I think the two projects focus on different things.
Consul provides features like health checking, failure detection besides its consistent key-value store. It aims to provide an all-in-one solution[0].
etcd focuses on the consistent key-value store. The key-value store has more advanced features like multi-version keys, reliable watches, and provides better performance. People build additional features on top of etcd's key-value store/raft.
Note that the testing environments are not exact the same in the doc I listed, but comparable. Also Consul performance is improved after a few releases.
So we did the benchmark internally on the same environment. The result is still comparable to what I listed in the two official docs.

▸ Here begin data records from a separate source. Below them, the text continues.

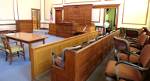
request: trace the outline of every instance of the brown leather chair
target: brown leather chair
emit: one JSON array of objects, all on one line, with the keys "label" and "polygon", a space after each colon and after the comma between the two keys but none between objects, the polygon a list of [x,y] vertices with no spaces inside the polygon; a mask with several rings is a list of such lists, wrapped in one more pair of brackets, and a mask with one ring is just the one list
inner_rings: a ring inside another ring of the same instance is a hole
[{"label": "brown leather chair", "polygon": [[149,36],[146,35],[146,32],[142,32],[137,39],[133,42],[130,42],[130,46],[136,47],[138,49],[142,49],[147,41],[149,40]]},{"label": "brown leather chair", "polygon": [[105,70],[107,77],[119,81],[143,81],[144,74],[150,68],[150,45],[145,45],[138,58],[138,65],[127,61],[109,61]]},{"label": "brown leather chair", "polygon": [[[144,35],[142,38],[145,40],[141,40],[141,46],[143,47],[149,36]],[[136,60],[135,58],[138,56],[137,54],[140,53],[141,50],[140,48],[132,47],[126,39],[122,39],[119,37],[114,37],[114,45],[115,49],[117,50],[117,52],[115,53],[115,58],[117,60],[129,60],[129,57],[131,57],[134,62],[134,60]],[[132,54],[135,55],[132,56]]]},{"label": "brown leather chair", "polygon": [[[3,41],[4,49],[6,52],[6,61],[8,59],[9,63],[12,64],[13,57],[14,56],[19,57],[20,55],[22,55],[25,60],[24,47],[21,42],[20,42],[20,44],[18,44],[19,42],[9,43],[8,39],[5,36],[1,37],[1,39]],[[15,43],[15,44],[13,44],[13,43]]]}]

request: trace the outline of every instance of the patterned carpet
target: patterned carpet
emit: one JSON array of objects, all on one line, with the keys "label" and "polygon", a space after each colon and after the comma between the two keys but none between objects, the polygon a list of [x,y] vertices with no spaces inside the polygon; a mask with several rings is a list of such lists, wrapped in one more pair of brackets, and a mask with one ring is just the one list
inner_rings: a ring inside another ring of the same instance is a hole
[{"label": "patterned carpet", "polygon": [[[42,31],[42,32],[41,32]],[[46,35],[46,43],[62,40],[64,38],[48,35],[47,30],[34,31],[38,35]],[[42,42],[32,44],[33,47],[41,45]],[[21,57],[13,58],[12,65],[5,61],[5,53],[0,51],[0,81],[31,81],[31,64],[29,61],[28,44],[24,43],[26,60]]]}]

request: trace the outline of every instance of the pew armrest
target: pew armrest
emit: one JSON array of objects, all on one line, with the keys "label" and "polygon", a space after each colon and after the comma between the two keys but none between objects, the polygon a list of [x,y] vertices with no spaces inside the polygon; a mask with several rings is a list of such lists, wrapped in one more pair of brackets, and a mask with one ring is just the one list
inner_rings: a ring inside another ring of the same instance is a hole
[{"label": "pew armrest", "polygon": [[146,71],[146,70],[149,69],[149,68],[144,68],[144,67],[135,65],[135,64],[130,63],[130,62],[127,62],[127,61],[120,61],[120,62],[117,62],[116,65],[118,65],[118,64],[127,64],[127,65],[129,65],[129,66],[131,66],[131,67],[133,67],[133,68],[135,68],[135,69],[137,69],[137,70],[140,70],[140,71]]}]

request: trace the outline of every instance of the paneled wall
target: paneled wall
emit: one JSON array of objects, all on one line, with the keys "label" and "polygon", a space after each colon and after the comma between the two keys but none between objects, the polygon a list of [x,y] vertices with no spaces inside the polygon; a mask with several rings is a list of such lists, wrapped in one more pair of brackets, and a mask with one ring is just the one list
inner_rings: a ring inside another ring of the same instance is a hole
[{"label": "paneled wall", "polygon": [[119,17],[120,27],[150,27],[150,0],[124,0]]},{"label": "paneled wall", "polygon": [[[54,0],[53,7],[77,4],[119,4],[118,27],[150,27],[150,0],[59,0],[59,2]],[[97,26],[103,26],[104,8],[92,10],[92,21]]]}]

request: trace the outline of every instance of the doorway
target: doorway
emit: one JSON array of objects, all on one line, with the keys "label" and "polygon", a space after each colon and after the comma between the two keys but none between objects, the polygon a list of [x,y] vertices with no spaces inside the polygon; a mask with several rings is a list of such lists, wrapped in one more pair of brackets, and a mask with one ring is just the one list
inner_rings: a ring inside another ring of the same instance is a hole
[{"label": "doorway", "polygon": [[110,31],[116,29],[116,13],[116,8],[105,8],[104,24],[109,23],[108,29]]},{"label": "doorway", "polygon": [[40,20],[41,20],[41,15],[40,15],[40,9],[32,9],[31,10],[32,14],[32,23],[33,23],[33,29],[40,29]]}]

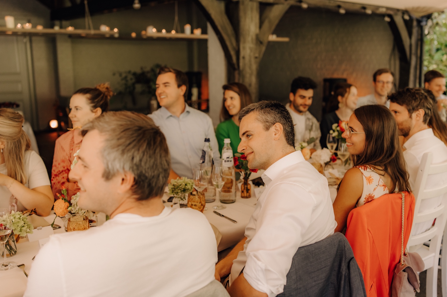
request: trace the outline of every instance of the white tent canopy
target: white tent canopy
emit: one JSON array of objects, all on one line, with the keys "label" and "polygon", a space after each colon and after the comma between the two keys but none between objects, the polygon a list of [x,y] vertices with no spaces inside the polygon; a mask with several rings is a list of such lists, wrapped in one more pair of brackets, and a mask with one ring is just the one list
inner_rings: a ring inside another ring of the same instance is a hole
[{"label": "white tent canopy", "polygon": [[447,9],[447,0],[339,0],[340,2],[407,10],[421,16]]}]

The best way to compare performance is still probably to run the benchmark on your own environment.
I've used Consul but I haven't used Etcd directly, besides using via Kubernetes. One benefit IMO is the number of high-profile eyeballs on the project due to the success of K8s and the pedigree of engineers working on it.
Does someone have any benchmarks or comparisons with Zk? We have run it for many yrs without a problem and are very happy with it. Would be interested in hearing from anyone who switched from zk->etcd for distributed locking, presence, leader election type idioms and ran it in prod for a few months/yrs and their takeaways.
etcd3 has similar performance compared to ZK for small scale. For large dataset, etcd3 does better since it does incremental snapshot/ smaller memory footprint, when ZK does full snapshot that takes a lot of resources. For watches, etcd3 does streaming + TCP multiplexing to save memory.
I too have been using ZK for many years now, and it's pretty great.
Etcd can provide faster election notifications but it comes at the cost of etcd still being pretty new, so be prepared to get cut by the bleeding edge :)
Apples all the way. Etcd is pretty much a clone of ZooKeeper in Go; they both support hiearchical keys, atomic autoincrement, watches, though Etcd uses the Raft consensus algorithm, whereas ZooKeeper uses its own homegrown algorithm, and there are other minor differences. Both are intended for configuration management and coordination. (Of course, both are ultimately clones of Google's internal tool, Chubby.)
As I understand it, both Paxos and Zab will result in similar performance characteristics, since writes need, by design, to be coordinated with peers and serialized in a strict manner. In this sense, Etcd and ZK are very much alike, irrespective of how they are implemented internally. I wouldn't be surprised if Etcd was found to be faster and more scalable than ZK, however.
It really depends on how you view the problem. Yes, the latency of agreeing a proposal is similar, which is limited by physical (network latency + disk io). However, there are ways to put more stuff into one proposal (batching) and submitting proposals continuously (pipelining). These optimizations highly depend on the implementations.
Your point is well-taken. This qn comes up often enough for similar use cases and hence I asked if someone has data to support an arg. Considering the criticality of Zk in the larger stack and our success and operational expertise with it, it has to take significant convincing to switch to something like etcd.
The following two paragraphs from the etcd project site seem to hint that they're trying to target overlapping use cases:
"Your applications can read and write data into etcd. A simple use-case is to store database connection details or feature flags in etcd as key value pairs. These values can be watched, allowing your app to reconfigure itself when they change.
Advanced uses take advantage of the consistency guarantees to implement database leader elections or do distributed locking across a cluster of workers."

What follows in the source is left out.